За соседним столом сидели четыре девушки; с двумя из них мой приятель познакомился. Их звали Валя и Лида. Валька и Лидка, или даже Вальк’ и Лидк’ – так они обращались друг к дружке. Они и жили вместе, в одном номере. Почему именно с этими двумя? Как же другие две соседки? Другие две были совсем страхолюдные. А Валька и Лидка – очень даже ничего. Валя была яркая, подкрашенная рыжиной шатенка, с веселыми карими глазами и веснушками на миленьком курносом носу – и вся была бойкая, подвижная, разбитная, с некрасивой, приземистой, но очень резвой фигуркой. Лида была другая – повыше ростом, стройная, пепельно-русая, с удивительно свежим и тонким лицом и, как говорили в старину, с фиалковыми – да, да, с совершенно фиалковыми глазами. Когда она за столом мельком взглядывала на моего приятеля, а особенно когда, встав после обеда, рассеянно улыбалась и говорила «пока!» и быстро шла к выходу, а он сзади глядел на ее тончайшую талию и стройные, но крепкие, чуть-чуть жилистые ноги и на две отросшие дорожки нежных волосков на ее коротко подстриженном затылке и шее – у него возникало нечто вроде желания. Но она исчезала в дверях, и желание исчезало тоже.
Кстати говоря, и Валька, и Лидка были – если уж совсем честно – совершенно бесстыжими шалавами. Мой приятель не раз видел, как на танцах они, слегка подвыпив, вешались на таких же пьяноватых парней, целовались взасос, потом уходили парочками. Впрочем, так вели себя не только Лидка и Валька, но и остальные хоть сколько-нибудь приглядные девчонки.

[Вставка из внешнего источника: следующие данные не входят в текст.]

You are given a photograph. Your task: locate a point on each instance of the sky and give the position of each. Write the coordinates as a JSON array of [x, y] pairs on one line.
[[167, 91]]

Семинар закончился через две недели, преподаватели уехали, с ними уехало еще человек десять институтских ребят – а мой приятель вместе с шестью, кажется, товарищами – остался. Потому что у них, у этих бедных аспирантов, в это лето не было никаких планов – а главное, никаких денег на отдых, скажем, у моря.
Один раз сидели ночью у костра, мой приятель что-то наигрывал на гитаре и даже, кажется, читал-напевал стихи под эту музыку. Рядом были его товарищи, ну и еще ребята и девушки из местных отдыхающих. Кто-то раскупоривал очередную бутылку водки или портвейна, кто-то просил передать хлебца, сигарету или огоньку, какие-то парочки сидели в обнимку, а кто-то уже договаривался с соседом по номеру – дескать, ты еще погуляй часок…
Вдруг мой приятель почувствовал плечом, что рядом с ним кто-то сел и прикоснулся к нему. Он скосил глаза. Это была Лида. Она подняла на него свои фиалковые глаза, в них отражался костер и кусочек еще не совсем потемневшего неба – было самое начало июля. Она смотрела на него, чуть прикусив нижнюю губу, а потом прислонилась к нему своим горячим плечом. Приятелю моему показалось, что он чувствует, как бьется ее сердце. Он перестал бренчать на гитаре, протянул ее соседу слева, а сам правой рукой обнял Лиду, придвинул к себе. Она положила ему голову на плечо и прижалась к нему. Прошло минуты полторы. Он встал, взял ее за руку и повел в рощицу, подальше от костра. Как только они оказались под широким темным деревом, она обняла его обеими руками и стала целовать, мелкими и частыми детскими поцелуями покрывая его лицо, виски, шею и грудь сквозь рубашку. Мой приятель обнял ее, поцеловал в ответ, просунул руки ей под платье, сжал ладонями ее крепкие ягодицы – но она вдруг вырвалась и убежала.